3.4.8 Pembuatan Larutan Stok Ekstrak Etanol daun jambu biji
Dibuat suspensi ekstrak etanol daun jambu biji konsentrasi 50 mg ekstrak
kental etanoldaun jambu biji, kemudian masing-masing konsentrasi dimasukan
kedalam lumpang lalu ditambahkan larutan koloidal Na-CMC 1%, digerus hingga
tercampur secara homogen kemudian dicukupkan volumenya sampai 100 mL, hal
yang sama dilakukan untuk konsentrasi 100 mg dan 200 mg.
3.5 Uji Efektivitas Ekstrak Etanol 96% daun jambu bijiTerhadap
Penurunan Kadar Glukosa Darah Pada Mencit
Hewan uji yang telah dipilih dikelompokkan menjadi 5 kelompok yaitu
kelompok 1 (kontrol negatif), kelompok 2 (kontrol positif), kelompok 3
(perlakuan 1), kelompok 4 (perlakuan 2), kelompok 5 (perlakuan 3) yang masing-
masing kelompok terdiri dari 5 ekor mencit.

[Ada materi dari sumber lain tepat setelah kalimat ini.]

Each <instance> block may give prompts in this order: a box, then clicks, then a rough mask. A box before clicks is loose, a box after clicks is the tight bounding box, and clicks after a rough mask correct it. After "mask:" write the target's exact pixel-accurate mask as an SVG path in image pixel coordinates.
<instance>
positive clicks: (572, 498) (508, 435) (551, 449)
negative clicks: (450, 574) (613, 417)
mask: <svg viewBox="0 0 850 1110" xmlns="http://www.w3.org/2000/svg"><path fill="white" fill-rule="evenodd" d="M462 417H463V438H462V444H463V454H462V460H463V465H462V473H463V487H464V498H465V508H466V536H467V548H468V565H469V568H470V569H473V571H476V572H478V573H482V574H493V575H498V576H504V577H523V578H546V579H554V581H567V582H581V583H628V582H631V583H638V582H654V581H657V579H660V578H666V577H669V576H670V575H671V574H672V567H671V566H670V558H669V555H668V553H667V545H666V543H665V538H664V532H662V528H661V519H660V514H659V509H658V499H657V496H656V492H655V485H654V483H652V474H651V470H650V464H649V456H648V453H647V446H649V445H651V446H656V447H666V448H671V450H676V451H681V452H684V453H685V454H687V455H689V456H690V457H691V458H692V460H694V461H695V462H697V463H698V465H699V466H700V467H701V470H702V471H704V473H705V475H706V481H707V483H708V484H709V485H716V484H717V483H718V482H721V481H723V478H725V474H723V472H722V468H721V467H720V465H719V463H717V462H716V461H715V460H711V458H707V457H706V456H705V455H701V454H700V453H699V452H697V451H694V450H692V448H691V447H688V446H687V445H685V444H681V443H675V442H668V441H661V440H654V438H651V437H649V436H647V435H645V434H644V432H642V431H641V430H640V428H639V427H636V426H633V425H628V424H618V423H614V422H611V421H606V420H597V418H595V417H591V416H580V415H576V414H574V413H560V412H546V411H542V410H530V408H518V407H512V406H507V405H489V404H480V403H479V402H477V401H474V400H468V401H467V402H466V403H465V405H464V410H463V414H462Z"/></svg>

Adapun pembagian perlakuan masing-masing kelompok sebagai berikut:
1. Kelompok I, mencit dibuat diabetes menggunakan aloksan 40 mg secara
IV, 30 menit kemudian diberi suspensi Na-CMC 1% b/v secara oral,
kemudian diperiksa kadar gula darah pada mencit pada menit ke 30, 60,
dan 120.
2. Kelompok II, mencit dibuat diabetes menggunakan aloksan 40 mg secara
IV, 30 menit kemudian diberi Glibenklamid 6,59 mg/29 g BB mencit
secara oral kemudian diperiksa kadar gula darah mencit pada menit ke 30,
60, dan 120.
3. Kelompok III, mencit dibuat diabetes menggunakan aloksan 40 mg secara
IV, 30 menit kemudian diberi ekstrak kulit batang kersen 50 mg/29 g BB
mencit secara oral kemudian diperiksa kadar gula darah mencit pada menit
ke 30, 60, dan 120.

25
4. Kelompok IV, mencit dibuat diabetes menggunakan aloksan 40 mg secara
IV, 30 menit kemudian diberi ekstrak kulit batang kersen 100 mg/29 g BB
mencit secara oral kemudian diperiksa kadar gula darah mencit pada menit
ke 30, 60, dan 120.
5. Kelompok V, mencit dibuat diabetes menggunakan aloksan 40 mg secara
oral, 30 menit kemudian diberi ekstrak kulit batang kersen 200 mg/29 g
BB mencit secara oral kemudian diperiksa kadar gula darah mencit pada
menit ke 30, 60, dan 120.
3.6 Teknik Analisis Data
Analisa data dilakukan dengan membandingkan hasil dari setiap dosis
ekstrak etanol daun jambu biji untuk melihat pada konsentrasi berapakah ekstrak
ini dapat menurunkan kadar glukosa darah pada mencit. Data yang didapatkan
diolah menggunakan metoda ANOVA (Analysis of variance) menggunakan SPSS
(Statistical Package for the Social Sciences).